Joon-ho's face is grim as he turns to me. "So this is it then? The real start of the collapse?"
I nod slowly. "Yes. This is how it begins - the cities falling rapidly, one by one. The government relocating south in desperation. It's played out the same way every time before."
Joon-ho absorbs this with a sigh. "And their stronghold in Busan? How long does that last usually?"
I rub my chin, recalling the previous timelines. "Hard to say for certain. Two months at least before it's completely overrun. Though the functioning governance only lasts for a few weeks before fractures appear."
I grimace as fragmented memories surface - various government ministers assassinating each other, military generals declaring martial law, everything descending into violent chaos long before Busan finally succumbs to the swarming infected.
Joon-ho shakes his head at the prognosis. "Not long for people to try and prepare then. What about the rest of the country? Will anywhere remain safe if everything spreads this quickly?"

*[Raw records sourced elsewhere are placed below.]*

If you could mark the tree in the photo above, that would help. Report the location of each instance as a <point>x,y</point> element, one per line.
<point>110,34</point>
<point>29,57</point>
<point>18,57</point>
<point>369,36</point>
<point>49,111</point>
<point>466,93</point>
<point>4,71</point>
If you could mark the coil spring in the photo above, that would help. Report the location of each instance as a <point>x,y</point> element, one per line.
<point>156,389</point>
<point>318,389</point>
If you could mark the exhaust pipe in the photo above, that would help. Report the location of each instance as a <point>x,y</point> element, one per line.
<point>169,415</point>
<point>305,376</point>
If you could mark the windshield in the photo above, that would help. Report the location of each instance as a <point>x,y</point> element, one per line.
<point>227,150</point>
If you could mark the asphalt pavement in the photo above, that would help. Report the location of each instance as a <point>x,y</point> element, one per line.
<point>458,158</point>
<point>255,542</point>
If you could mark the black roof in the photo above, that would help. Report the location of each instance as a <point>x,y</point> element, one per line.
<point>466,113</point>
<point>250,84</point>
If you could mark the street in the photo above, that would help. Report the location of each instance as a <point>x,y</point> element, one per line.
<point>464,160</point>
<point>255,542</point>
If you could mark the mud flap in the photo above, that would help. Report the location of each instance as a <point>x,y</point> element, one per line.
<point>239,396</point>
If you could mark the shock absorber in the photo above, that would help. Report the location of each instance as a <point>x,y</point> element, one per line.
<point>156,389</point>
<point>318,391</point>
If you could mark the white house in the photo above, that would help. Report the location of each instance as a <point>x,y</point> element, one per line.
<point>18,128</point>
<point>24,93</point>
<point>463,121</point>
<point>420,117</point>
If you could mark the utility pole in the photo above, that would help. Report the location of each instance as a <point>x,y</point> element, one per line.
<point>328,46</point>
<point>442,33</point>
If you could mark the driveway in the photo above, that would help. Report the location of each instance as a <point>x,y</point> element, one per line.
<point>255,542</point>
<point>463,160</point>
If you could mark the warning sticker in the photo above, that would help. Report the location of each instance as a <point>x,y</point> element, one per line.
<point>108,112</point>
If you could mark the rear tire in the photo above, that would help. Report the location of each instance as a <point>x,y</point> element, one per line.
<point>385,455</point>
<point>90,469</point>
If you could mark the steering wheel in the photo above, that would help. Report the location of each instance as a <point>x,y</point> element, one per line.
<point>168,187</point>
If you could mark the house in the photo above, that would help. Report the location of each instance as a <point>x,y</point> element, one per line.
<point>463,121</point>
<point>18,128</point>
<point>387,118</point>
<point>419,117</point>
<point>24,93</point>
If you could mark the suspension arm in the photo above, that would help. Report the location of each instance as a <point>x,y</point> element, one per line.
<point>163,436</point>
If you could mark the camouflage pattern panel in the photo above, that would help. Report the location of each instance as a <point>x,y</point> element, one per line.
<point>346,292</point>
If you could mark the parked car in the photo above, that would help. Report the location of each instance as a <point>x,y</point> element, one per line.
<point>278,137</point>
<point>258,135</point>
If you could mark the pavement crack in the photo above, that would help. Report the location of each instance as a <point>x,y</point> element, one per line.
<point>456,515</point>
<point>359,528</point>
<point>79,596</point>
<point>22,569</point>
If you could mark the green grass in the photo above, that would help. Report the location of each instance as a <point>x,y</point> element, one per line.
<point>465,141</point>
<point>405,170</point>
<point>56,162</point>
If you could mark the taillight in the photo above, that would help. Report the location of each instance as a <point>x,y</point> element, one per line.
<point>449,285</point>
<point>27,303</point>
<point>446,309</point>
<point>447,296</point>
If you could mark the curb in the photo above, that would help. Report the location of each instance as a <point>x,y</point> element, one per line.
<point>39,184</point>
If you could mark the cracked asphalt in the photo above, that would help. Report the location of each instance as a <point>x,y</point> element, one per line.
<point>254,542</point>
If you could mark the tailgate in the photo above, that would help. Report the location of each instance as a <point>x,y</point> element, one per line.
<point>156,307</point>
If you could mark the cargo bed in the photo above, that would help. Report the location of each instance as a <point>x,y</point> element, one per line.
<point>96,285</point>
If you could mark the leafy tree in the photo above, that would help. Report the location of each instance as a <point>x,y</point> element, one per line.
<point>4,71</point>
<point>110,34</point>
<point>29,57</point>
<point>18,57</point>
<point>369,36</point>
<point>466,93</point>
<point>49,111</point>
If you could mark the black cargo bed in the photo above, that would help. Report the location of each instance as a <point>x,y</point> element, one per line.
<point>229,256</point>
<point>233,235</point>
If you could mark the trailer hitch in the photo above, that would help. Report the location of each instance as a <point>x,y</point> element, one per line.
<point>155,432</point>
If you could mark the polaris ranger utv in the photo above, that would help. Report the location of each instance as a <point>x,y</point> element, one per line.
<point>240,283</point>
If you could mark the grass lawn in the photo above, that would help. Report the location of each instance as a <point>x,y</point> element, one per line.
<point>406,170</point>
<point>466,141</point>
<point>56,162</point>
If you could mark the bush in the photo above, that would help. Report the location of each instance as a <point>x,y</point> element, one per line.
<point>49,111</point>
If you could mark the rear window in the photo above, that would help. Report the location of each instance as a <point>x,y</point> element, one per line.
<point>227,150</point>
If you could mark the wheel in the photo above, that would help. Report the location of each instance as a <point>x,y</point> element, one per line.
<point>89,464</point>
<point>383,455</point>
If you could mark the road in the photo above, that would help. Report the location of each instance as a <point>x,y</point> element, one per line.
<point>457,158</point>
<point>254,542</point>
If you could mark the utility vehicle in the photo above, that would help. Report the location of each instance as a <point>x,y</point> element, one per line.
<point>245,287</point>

"Nowhere is truly safe anymore," I reply. "I've never made it past five years myself. The dense populations mean the infected multiply rapidly everywhere, driving the survivors constantly on the move. It's..." I gesture vaguely, "...too small nation, too many people for this."

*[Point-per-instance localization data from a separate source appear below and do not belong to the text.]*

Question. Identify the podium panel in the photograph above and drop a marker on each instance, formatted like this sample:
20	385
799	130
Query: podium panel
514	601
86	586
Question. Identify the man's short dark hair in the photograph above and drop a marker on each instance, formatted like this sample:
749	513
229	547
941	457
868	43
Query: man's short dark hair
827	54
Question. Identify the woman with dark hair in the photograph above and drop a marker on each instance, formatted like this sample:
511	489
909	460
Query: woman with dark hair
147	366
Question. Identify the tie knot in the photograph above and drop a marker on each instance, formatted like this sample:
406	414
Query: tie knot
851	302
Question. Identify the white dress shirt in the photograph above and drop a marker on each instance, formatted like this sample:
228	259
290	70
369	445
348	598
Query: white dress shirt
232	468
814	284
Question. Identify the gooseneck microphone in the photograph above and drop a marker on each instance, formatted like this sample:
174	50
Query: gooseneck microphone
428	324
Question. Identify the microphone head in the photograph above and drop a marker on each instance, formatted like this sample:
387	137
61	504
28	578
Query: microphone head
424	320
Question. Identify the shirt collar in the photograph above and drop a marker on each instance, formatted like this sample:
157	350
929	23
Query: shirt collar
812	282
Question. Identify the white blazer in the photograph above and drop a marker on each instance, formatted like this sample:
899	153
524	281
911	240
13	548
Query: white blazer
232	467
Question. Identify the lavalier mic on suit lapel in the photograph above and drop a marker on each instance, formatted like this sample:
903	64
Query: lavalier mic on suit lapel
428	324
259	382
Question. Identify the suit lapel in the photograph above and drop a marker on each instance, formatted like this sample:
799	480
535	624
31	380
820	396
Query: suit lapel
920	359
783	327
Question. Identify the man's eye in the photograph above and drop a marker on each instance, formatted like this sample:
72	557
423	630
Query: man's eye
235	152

I point at the map of Korea on the wall, tapping our location. "Uljin will likely stay calmer for awhile than most areas thanks to the power plant perimeter and lower population density. But nowhere is immune."
Joon-ho ponders this silently before asking, "What about other nations though? Are there any areas or countries that manage to regain control?"

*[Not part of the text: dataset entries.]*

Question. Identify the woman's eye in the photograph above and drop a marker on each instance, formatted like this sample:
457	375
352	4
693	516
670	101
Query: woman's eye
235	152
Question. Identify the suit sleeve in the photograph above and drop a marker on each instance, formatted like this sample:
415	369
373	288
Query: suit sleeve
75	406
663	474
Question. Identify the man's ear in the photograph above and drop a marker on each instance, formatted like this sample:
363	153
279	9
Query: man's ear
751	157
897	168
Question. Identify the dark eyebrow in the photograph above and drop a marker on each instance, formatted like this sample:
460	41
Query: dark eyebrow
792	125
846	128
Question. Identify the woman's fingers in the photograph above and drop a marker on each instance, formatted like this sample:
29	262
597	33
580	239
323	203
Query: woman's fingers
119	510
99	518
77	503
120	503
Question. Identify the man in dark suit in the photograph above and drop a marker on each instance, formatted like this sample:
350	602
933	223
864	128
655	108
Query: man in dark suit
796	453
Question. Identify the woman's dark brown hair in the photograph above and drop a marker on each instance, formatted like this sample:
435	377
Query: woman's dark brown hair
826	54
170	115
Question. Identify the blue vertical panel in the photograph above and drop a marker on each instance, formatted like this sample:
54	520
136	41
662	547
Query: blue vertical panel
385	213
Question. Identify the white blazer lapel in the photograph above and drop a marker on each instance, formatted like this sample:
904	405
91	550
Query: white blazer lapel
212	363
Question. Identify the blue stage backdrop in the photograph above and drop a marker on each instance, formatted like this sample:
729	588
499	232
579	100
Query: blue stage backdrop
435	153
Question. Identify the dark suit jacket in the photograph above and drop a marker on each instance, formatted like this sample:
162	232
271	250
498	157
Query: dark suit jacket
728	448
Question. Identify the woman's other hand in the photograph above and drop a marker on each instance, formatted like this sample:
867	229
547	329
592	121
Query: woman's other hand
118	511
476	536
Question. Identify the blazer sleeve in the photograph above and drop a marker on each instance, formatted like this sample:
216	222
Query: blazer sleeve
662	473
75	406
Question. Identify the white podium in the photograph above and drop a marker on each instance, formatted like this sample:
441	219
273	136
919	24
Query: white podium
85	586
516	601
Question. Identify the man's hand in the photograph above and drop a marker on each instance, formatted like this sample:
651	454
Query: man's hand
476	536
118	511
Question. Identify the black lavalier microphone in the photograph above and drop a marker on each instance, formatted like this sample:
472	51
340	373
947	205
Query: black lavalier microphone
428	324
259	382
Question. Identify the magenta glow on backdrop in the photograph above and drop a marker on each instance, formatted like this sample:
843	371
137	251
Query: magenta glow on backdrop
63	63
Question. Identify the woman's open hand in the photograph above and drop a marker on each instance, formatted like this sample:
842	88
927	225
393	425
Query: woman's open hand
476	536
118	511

I shake my head sadly. "None that I ever made it to or heard any concrete news about. Even oceans didn't seem to stop the spread in past timelines..."
We both stare bleakly at the news footage, the scale of the visible crisis merely a herald of the grander collapse ahead.
***
It's been a week since the last television broadcast blinked out, the panicked newscaster's face vanishing mid-sentence into deafening static. The internet had dried up a few days prior - no more frantic forum posts or ominous articles updating the spiralling state of affairs. Just the unnerving black screens of disconnected servers.
We kept the radio on as the only remaining thread of information and authority. The government messages were repetitive - lists of quarantine zones, advisories to avoid travel or contact, useless tidbits about "maintaining hope in crisis" alongside the martial loop of patriotic songs.
Three days ago, even that last governmental radio frequency disappeared. No official sign-off message or indication of the silence to come. Just four words midway through an advisory repeating strained assurances of enough resources to outlast the epidemic. Then static.
Now, there is nothing but the blank absence where constant media once flowed. No updates on the worsening conditions across the nation and globe. No snippets of news about governments struggling to respond as society unravels at the seams. Only the cold reality of the world having gone suddenly quiet.
Joon-ho and I huddle indoors, the heating and generator still functioning with our hoarded fuel reserves. But the deeper chill comes from the mute void left by the collapsed channels of communication. Even the righteous anger and fearful arguing of strangers online would be comforting compared to this empty unknowing.
Outside the first snows have come, muffling the landscape we scarcely dare to traverse anymore. As the days grow darker and shorter with winter's advance, I cannot shake the feeling the long night ahead will be longer and darker without the vanished voices that used to connect us. We are well into the post-apocalyptic abyss, and winter's silence is settling upon the remnants of humanity.
The cold pit of dread in my stomach whispers that the deepest winter is yet to arrive for our species.